TESLA has pulled the covers off its new electric lorry, which boasts a claimed 500-mile range when fully loaded.
Called the Semi, the new truck can complete the sprint from 0-60 in just five seconds without a trailer.
The same feat would take a comparable diesel lorry 15 seconds.
With a 36,000kg load, the Tesla will accelerate from a standstill to 60mph in 20 seconds, as opposed to one minute by a conventional truck.
The American manufacturer also claims that the Semi’s regenerative braking recovers 98 per cent of kinetic energy to the brakes, giving the electric truck “a basically infinite brake life”.
The carbon-fibre cab features a central driving position – just like a McLaren F1 – with two large screens either side of the steering wheel providing the driver with easy access to navigation, electronic data logging and blind-spot monitoring.
Tesla’s new Megacharger high-speed DC charging is also claimed to be able top up the Semi’s range by 400 miles in 30 minutes.
Megachargers could be installed at origin or destination points, as well as along routes with heavy traffic.

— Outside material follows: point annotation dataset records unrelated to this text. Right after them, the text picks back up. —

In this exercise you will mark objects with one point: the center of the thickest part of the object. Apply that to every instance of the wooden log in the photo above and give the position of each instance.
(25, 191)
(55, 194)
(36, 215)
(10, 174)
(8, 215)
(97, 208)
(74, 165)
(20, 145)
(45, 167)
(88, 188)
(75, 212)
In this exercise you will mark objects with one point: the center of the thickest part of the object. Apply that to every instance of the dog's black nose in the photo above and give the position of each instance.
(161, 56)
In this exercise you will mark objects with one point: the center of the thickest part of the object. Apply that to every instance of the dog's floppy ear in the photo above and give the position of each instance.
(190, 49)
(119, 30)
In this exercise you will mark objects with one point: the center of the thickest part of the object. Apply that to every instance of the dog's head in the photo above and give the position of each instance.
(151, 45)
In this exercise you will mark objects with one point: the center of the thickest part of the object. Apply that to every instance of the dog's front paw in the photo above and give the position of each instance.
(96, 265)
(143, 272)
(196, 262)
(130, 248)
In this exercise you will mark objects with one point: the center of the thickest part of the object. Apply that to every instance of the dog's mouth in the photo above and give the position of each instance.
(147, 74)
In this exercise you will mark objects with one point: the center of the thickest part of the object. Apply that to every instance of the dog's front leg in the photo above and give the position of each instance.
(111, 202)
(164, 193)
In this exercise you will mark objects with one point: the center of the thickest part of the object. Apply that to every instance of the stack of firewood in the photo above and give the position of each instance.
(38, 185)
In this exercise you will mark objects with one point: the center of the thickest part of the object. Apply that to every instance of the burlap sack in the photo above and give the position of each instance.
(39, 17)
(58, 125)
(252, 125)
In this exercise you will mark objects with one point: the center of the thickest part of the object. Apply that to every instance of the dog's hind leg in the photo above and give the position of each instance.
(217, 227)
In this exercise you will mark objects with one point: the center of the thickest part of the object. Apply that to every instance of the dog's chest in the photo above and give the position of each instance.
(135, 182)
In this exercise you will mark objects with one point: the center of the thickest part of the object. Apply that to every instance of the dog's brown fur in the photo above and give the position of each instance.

The truck’s battery has been “designed to support repeated charging cycles for over a million miles”.
Fewer moving parts than a regular lorry will also help keep maintenance costs down.
A suite of safety technology also features on the Semi.
This includes a reinforced battery, and a windshield made of “impact resistant glass”.
Tesla CEO Elon Musk reportedly quipped that the glass would “survive a nuclear explosion, or you get a full refund”.
A range of onboard sensors also help to prevent the chance of jackknifing, while cameras help with object detection and reduce blind spots.
Semi-autonomous driving capabilities are provided through the latest Enhanced Autopilot suite, which can keep the truck in lane and also deploy its brakes.
No word on pricing has been given, although Tesla claims Semi owners can expect to gain US$200,000 (circa £151,000) in savings on fuel costs over one million miles.
Reservations can be made for US$5,000 (circa £3,800) per truck. Production is scheduled for 2019.